昼休憩になるまで中々勇気が出なかったけれど、深春に促されて、ようやく彼氏にメッセージを送った。

“今日部屋に行ってもいい?”

“まふゆから言ってくるなんて珍しい。いいよ”

“ありがとう”

これから別れ話をされるなんて、彼は絶対に思っていない。
昨日私が帰る時だってご機嫌だった。

今日もどうせ、“私で”遊ぼうって思っているのだろう。

「深春、今日別れようって言ってくるね。」

「私も行く。」

珍しく開放されていた屋上に登って、私達はフェンスにもたれかかって話している。
ゆるく吹いている風が心地良い。

屋上が開放されていることは珍しいから、他にも生徒達が屋上に登ってきていて、お弁当を食べたりお喋りをしている。

私達は、今私にとっては深刻な話をしているけれど、この中の誰にもそれは関係なくて、この人達の悩みや幸せも、私と深春には無関係だった。

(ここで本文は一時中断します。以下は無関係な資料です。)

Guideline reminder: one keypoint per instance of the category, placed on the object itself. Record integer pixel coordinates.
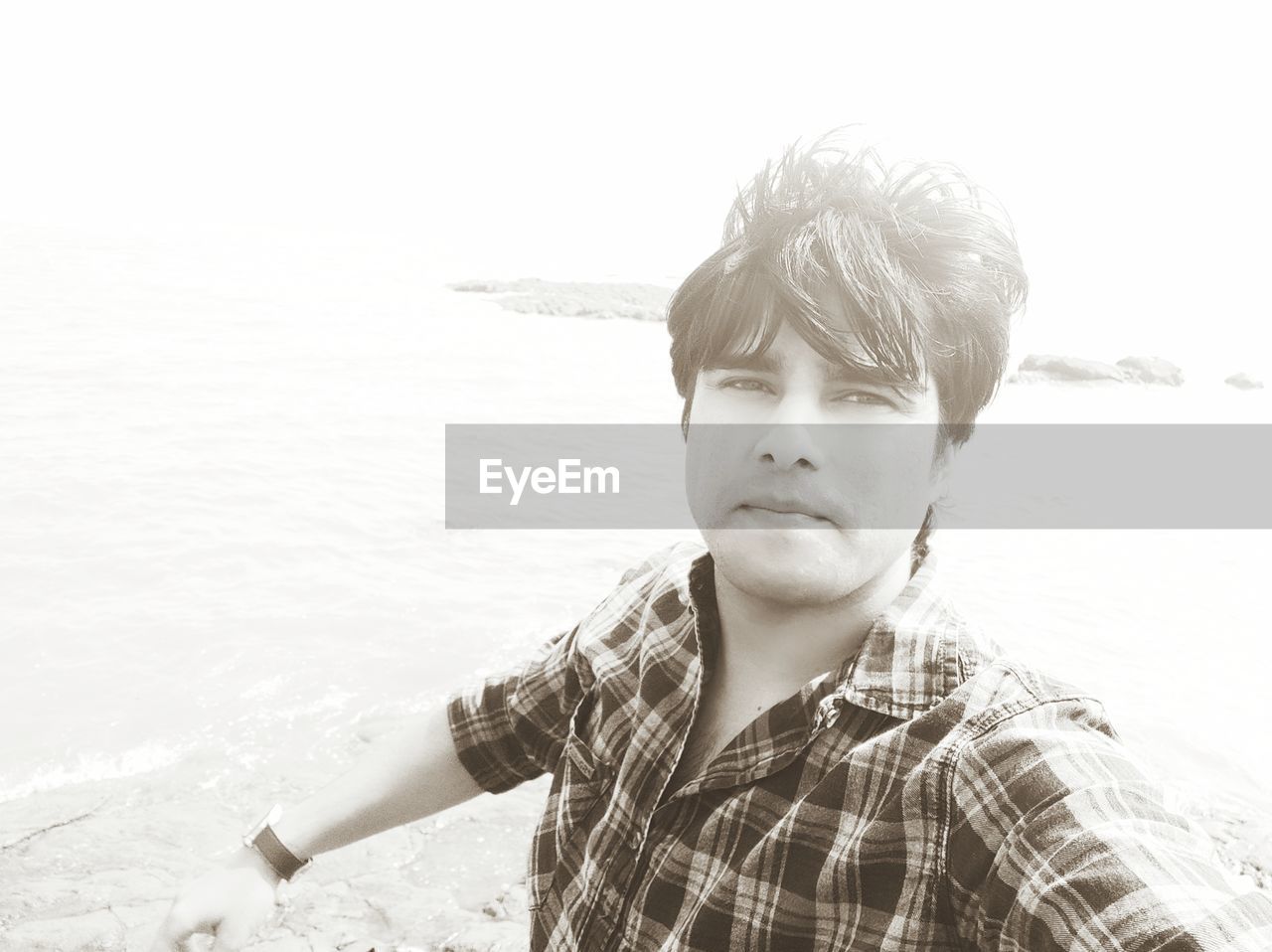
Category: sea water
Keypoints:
(223, 520)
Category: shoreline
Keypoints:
(95, 866)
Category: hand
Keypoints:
(231, 902)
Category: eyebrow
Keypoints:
(775, 364)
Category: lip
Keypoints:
(786, 511)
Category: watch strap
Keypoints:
(285, 862)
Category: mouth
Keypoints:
(773, 516)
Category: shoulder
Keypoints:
(650, 596)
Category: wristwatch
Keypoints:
(263, 840)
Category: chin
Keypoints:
(796, 566)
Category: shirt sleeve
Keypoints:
(1058, 840)
(513, 726)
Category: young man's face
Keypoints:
(809, 499)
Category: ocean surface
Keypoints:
(222, 472)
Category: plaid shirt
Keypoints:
(929, 794)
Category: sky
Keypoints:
(580, 140)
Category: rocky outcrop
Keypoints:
(530, 295)
(1152, 371)
(1049, 367)
(1243, 381)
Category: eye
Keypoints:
(864, 396)
(747, 385)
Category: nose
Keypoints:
(789, 445)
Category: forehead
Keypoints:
(789, 354)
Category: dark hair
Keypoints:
(923, 265)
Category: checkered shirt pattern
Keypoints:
(932, 793)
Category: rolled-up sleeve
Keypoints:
(1058, 840)
(513, 726)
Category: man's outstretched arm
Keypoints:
(405, 776)
(1058, 842)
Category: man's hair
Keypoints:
(923, 265)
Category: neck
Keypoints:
(784, 647)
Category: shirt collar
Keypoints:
(917, 652)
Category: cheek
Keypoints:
(710, 461)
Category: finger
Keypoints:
(181, 924)
(232, 935)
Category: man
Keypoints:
(791, 739)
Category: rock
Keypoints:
(1243, 381)
(1152, 371)
(490, 937)
(600, 300)
(1048, 367)
(99, 932)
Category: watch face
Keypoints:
(267, 820)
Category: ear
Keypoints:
(943, 470)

同じ時間に同じ校舎の中で過ごして、知り合いなら会えば挨拶くらいは交わし合う。
その中の何人かはすごく仲良くなって“特別”になったりもするだろう。

けれどそれもきっと一握り。
大半の人の人生には関わらずに生きている。

彼氏だってきっとそう。
一度は一番近くに居ても、時間が経てば名前すら思い出さなくなるのかもしれない。

こんなに悩んだって。
肌を赦したって。心をあげなければ、私達は簡単に赤の他人に戻れる。

それを悲しむほどの感情が私の中に芽生えないのは、“恋をしていなかったから”。
簡単なことだ。

隣で気持ちよさそうに風に吹かれている深春を見た。
深春と二度と会えなくなったら私はどうしよう。
考えただけで心臓がキュッとなる。

今日、一人の人間とお別れをするのに、それよりも強い感情で、深春と離れるのは嫌だって思った。
絶対に嫌だ。

誰の人生の中にも残らなくったっていい。
私のことなんてすぐに忘れてしまえばいい。
だけど深春にはずっと傍に居て欲しい。
もしも離れる時がくるのなら、せめて忘れないで欲しい。

せめて、一生、私を忘れないで。